The difficulty of cylindrical-cell appearance inspection concentrates on the nickel-plated steel can: the surface is strongly mirror-reflective, and the cylindrical curvature makes the illumination angle vary continuously with position, so signals from scratches, dents, stains and indentations are often drowned in glare. The battery plant's previous single-light vision scheme nearly failed in the can's specular regions, with misses concentrated on the two sides of the curved surface, while manual re-inspection could not guarantee consistency.

The customer wanted to stably detect appearance defects on the curved metal can without sacrificing cadence, while keeping false judgments within an acceptable range to avoid mass over-rejection of good parts.

DaoAI Solution

DaoAI adopted a multi-light computational imaging scheme: by capturing images under controllable illumination from multiple directions and angles, it exploits the differing response of defects under different lighting to separate surface-defect signals from the specular-reflection background. Combined with an AI-AOI model classifying scratches, dents and stains, and APDT positive-sample learning adapting to surface conditions across can batches, it achieves full circumferential coverage of the curved surface.

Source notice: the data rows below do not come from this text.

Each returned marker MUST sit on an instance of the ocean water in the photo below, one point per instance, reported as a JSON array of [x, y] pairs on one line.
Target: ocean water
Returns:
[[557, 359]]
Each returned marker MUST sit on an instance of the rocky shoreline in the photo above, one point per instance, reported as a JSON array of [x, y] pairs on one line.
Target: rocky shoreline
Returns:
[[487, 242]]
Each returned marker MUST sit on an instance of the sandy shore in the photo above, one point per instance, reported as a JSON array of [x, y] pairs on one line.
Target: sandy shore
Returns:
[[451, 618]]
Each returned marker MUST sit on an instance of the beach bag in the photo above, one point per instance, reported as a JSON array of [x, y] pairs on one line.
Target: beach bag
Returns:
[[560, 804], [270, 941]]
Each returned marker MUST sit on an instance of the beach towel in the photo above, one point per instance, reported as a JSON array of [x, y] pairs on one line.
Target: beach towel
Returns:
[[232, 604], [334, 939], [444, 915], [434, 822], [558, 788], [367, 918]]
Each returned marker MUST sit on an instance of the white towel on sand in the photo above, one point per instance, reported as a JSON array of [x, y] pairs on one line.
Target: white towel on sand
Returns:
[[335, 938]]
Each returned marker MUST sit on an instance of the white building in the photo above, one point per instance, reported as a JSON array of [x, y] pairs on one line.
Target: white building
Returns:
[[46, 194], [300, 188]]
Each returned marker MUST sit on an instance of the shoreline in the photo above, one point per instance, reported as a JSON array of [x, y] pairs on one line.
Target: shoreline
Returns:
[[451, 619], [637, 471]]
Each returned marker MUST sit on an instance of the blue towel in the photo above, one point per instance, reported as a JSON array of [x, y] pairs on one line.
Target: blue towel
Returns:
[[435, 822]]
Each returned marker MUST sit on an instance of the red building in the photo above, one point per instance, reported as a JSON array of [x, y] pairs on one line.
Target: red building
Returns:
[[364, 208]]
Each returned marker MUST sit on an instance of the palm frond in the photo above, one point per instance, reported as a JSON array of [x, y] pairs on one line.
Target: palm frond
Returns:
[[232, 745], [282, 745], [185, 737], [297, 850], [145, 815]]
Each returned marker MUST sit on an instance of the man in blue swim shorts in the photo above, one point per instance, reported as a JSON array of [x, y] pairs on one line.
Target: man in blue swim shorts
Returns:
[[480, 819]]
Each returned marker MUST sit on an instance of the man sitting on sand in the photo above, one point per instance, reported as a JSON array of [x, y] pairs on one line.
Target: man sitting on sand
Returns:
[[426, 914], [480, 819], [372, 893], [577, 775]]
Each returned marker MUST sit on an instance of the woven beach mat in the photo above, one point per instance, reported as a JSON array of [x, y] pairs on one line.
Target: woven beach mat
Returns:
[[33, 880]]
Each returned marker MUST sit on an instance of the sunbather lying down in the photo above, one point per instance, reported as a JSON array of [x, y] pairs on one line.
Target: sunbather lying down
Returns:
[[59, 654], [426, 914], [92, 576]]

  • Multi-light, multi-angle controllable illumination capture separates specular reflection from true defect signal
  • Computational imaging optimized for cylindrical curvature, covering the full can circumference
  • AI-AOI classifies surface defects including scratches, dents, stains and indentations
  • APDT positive-sample learning adapts to the reflective state of different can batches

Not making the light brighter, but making the defect appear within the light.

After go-live, judgment accuracy for the cylindrical-cell steel-can surface reached above 98% and defect detection above 99%, with misses on the two sides of the curved surface markedly converging. False judgments were effectively controlled, over-rejection of good parts dropped noticeably, and appearance inspection shifted from manual dependence to stable inline automated judgment.